Bulgakov, romanında, Ekim Devrimi sonrası Bolşevik Parti kadrolarının yeni bir toplum inşa etme sürecini eleştirir. Ama bunu yaparken var olan sansürü delebilmek için kişi ve olayları farklılaştırarak yer yer mizahi yer yer de bilim kurgu bir öykülendirmeye gider. Ameliyat ile devrimi, profesör ile de Lenin’i simgeler. Sharik ise ezilen yoksul Rus halklarını temsil etmektedir. Bulgakov’un, daha devrimin ilk yıllarında kaleme aldığı bu romanda, sınıfsız bir topluma geçiş aşaması olarak savunulan proleterya diktatörlüğünün baskıcı ve otoriter bir devletten başka bir şey olmayacağını öngörmesi dikkat çekici. Devrim sürecinde Kropotkin, kaleme aldığı bir bildiride “anarşistler, azınlıkların kitleler üzerinde kendi iktidarlarını oluşturmak ve örgütlemek için başvurduğu bir kuvvet olan devletin, bu ayrıcalıkları yıkacak bir kuvvet olarak hizmet edemeyeceğini savunurlar” diyerek Lenin’in kurmak istediği devletin bir çözüm olamayacağını net bir biçimde ifade etmişti. Benzer biçimde Paul Avrich’in o dönemden alıntıladığı üzere anarşistler “bolşevizm, devlet iktidarının adını, kuramını ve hizmetkarlarını değiştirebilir, ancak özünde iktidarı ve despotluğu yalnızca yeni biçimlerle korumaktan başka bir şey yapmaz” şeklindeki düşüncelerini yaymaktaydılar. Bulgakov’un daha ilk yıllarında Sovyet Devleti’ni başarılı bir biçimde çözümlediği romanını yazarken anarşistlerin bu konudaki düşüncelerinden etkilenmemiş olması düşünülemez.
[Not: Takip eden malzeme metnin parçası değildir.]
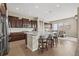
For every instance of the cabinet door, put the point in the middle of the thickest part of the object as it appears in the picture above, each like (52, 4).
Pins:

Film, romanın yazımından yıllar sonra, ancak Sovyetler Birliği’nin çöküşünden sonra çekilebiliyor. Yönetmen, filmin renklerini yalnızca siyah ve kahverengi tonlarda tutarak bizi o yıllara götürmeye destek olmuş. Ya da romanın yazıldığı yıllardaki teknolojiyle çekilen filmlerin aşağı yukarı bu renklerde olacağını varsayarak romanın yazarı Bulgakov’a ve elbette romanı sansürleyenlere ayrı ayrı selam göndermiş denilebilir. Öyle ya, sansür kurulu otoriter bir yönetimin, bürokratik bir devletin özgürlük olduğunu düşünüyor ve toplumun da öyle düşünmesini istiyordu.
Tarih, gücü elinde tutarak halklara zulmedenlerin, onları insanlıktan çıkararak ezmeye çalışanların korkunç sonları ile dolu. Tarih özünden, değerlerinden, kültürlerinden, dillerinden zorla koparılmaya çalışılan bireylerin ve toplumların isyanları ile dolu.
Günün birinde bilim kurgu filmlerini keyif almak için izleyeceğiz. Köpekler üzerinden insanı anlatmaya çalışmaları, sembollerle ve göndermelerle bize mesajlar vermeleri, devletin ne kadar kötü bir şey olduğunu tekrarlamaları için değil.
Gürşat Özdamar
Bu yazı Meydan Gazetesi’nin 46. sayısında yayınlanmıştır.